The Pope and Ralph Lauren

The Bugatti Type 57S Atlantic was introduced in 1936 and designed by Jean Bugatti.

The Bugatti 57S was inspired by the 1935 Aerolithe concept car with an aluminium body and distinctive dorsal seams.

A 3.3-litre, straight-eight engine producing 200 horsepower and a top speed of more than 125 mph powered the 57S.

It has a lowered chassis, the ‘S’ for Surbaissé (lowered), and includes advanced technology like dry sump lubrication and an optional supercharger.

Four only were produced, making them extremely rare. Each car had a unique design and specifications.

The 57S was considered one of the most beautiful and iconic pre-war cars.

Symbol of elegance and exclusivity in the classic car world.

Of the four Type 57SCs made, three were sold to customers.

The first was to British banker Victor Rothschild, the second to Parisian businessman Jacques Holzschuh and the third car was sold to R.B. Pope of Britain.

Tragically, Holzschuh’s Atlantic was involved in a fatal accident.

The second owner of the coupe, a collector, became trapped on a level crossing; he died in the accident, and the car was destroyed.

Decades later, the car underwent a painstaking restoration, though the engine was unsalvageable.

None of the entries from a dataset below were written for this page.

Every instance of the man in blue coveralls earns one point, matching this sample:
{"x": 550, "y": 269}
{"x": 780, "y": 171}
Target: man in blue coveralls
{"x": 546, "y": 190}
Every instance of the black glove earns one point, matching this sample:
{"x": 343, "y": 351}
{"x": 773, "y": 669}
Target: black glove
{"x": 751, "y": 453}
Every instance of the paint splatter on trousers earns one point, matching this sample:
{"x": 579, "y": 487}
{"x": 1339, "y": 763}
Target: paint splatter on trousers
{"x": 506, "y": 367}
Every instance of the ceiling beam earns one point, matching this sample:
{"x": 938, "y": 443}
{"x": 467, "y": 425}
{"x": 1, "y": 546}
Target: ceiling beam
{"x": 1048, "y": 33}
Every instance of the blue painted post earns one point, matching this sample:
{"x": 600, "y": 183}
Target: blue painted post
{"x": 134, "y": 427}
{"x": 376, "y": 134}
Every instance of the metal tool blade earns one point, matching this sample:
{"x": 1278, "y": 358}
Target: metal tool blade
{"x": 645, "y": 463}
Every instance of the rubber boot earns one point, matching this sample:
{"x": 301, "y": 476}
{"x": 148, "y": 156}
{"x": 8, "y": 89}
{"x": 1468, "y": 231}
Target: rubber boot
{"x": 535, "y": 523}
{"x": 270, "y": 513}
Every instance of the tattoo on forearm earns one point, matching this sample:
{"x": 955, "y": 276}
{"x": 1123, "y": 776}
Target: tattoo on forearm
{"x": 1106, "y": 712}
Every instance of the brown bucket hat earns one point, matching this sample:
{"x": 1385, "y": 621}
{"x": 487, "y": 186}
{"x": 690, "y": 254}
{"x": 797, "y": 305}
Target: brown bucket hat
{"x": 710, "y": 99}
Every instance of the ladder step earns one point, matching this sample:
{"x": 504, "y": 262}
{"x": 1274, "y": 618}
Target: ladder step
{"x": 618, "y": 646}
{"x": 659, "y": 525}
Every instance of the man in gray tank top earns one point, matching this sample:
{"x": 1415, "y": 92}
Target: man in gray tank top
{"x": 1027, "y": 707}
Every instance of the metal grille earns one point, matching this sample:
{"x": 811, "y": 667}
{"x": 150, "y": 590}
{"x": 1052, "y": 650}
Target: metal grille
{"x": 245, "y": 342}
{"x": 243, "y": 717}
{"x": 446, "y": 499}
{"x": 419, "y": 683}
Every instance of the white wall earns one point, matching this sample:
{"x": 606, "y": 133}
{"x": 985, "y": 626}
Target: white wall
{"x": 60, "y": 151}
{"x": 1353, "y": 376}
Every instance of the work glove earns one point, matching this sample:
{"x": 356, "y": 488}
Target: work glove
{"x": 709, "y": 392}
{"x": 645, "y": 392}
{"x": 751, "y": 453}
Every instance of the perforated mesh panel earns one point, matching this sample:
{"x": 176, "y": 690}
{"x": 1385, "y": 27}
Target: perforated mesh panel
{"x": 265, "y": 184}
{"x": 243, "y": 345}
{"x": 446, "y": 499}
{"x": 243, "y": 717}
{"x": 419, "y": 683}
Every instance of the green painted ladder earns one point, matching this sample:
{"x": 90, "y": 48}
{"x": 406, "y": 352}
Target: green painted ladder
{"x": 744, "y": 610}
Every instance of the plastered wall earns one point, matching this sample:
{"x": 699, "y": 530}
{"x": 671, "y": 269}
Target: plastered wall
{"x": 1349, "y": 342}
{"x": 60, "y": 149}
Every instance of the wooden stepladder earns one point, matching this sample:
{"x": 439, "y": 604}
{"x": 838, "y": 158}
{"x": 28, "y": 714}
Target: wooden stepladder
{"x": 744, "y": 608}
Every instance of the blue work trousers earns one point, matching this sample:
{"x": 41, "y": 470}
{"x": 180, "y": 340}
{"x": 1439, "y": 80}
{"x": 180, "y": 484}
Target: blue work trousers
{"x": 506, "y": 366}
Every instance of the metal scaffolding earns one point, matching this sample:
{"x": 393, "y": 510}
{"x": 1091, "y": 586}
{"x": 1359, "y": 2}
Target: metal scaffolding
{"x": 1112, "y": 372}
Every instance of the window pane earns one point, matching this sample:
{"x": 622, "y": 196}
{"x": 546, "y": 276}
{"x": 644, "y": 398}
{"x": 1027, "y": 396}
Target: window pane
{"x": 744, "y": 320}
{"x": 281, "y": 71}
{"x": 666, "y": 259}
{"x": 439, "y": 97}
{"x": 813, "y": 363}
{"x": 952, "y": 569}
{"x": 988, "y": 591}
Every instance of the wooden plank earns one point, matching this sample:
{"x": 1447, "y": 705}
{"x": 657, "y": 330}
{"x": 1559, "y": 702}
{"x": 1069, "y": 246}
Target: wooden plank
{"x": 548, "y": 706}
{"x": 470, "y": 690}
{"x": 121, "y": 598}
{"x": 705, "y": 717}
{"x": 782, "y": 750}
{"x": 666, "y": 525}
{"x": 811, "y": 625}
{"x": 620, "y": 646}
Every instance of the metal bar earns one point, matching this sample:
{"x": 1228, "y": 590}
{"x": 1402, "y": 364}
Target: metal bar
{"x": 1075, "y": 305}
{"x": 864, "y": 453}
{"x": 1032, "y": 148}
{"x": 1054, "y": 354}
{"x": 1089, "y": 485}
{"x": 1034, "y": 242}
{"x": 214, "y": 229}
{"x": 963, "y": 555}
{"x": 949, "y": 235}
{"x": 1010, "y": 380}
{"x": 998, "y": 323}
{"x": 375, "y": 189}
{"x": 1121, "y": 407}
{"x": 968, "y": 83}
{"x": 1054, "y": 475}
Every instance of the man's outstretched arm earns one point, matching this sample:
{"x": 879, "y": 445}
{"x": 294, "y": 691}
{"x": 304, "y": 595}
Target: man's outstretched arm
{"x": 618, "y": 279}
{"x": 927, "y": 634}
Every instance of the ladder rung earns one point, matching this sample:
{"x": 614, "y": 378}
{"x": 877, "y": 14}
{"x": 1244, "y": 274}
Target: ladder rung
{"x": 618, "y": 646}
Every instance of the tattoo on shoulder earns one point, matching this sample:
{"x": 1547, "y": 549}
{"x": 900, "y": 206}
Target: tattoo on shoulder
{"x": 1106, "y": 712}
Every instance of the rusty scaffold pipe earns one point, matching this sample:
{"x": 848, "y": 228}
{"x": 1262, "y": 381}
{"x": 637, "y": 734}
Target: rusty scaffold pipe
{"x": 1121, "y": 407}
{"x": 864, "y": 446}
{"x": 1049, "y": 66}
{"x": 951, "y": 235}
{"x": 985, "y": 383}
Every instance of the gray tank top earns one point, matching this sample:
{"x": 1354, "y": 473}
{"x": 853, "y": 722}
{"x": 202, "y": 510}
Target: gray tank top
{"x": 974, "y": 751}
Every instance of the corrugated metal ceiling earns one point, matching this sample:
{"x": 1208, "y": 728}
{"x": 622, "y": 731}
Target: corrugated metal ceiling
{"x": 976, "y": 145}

Richard Pope owned the third car (aka The Pope Atlantic), which he kept for 30 years before selling it to the author Barry Price, who sold it to Ralph Lauren in 1988.

Jean Bugatti used the remaining car, and the last record of the car was in 1938.

The Atlantic name was in honour of Jean Bugatti’s pilot friend, Jean Mermoz, who never returned from a South Atlantic aviation journey.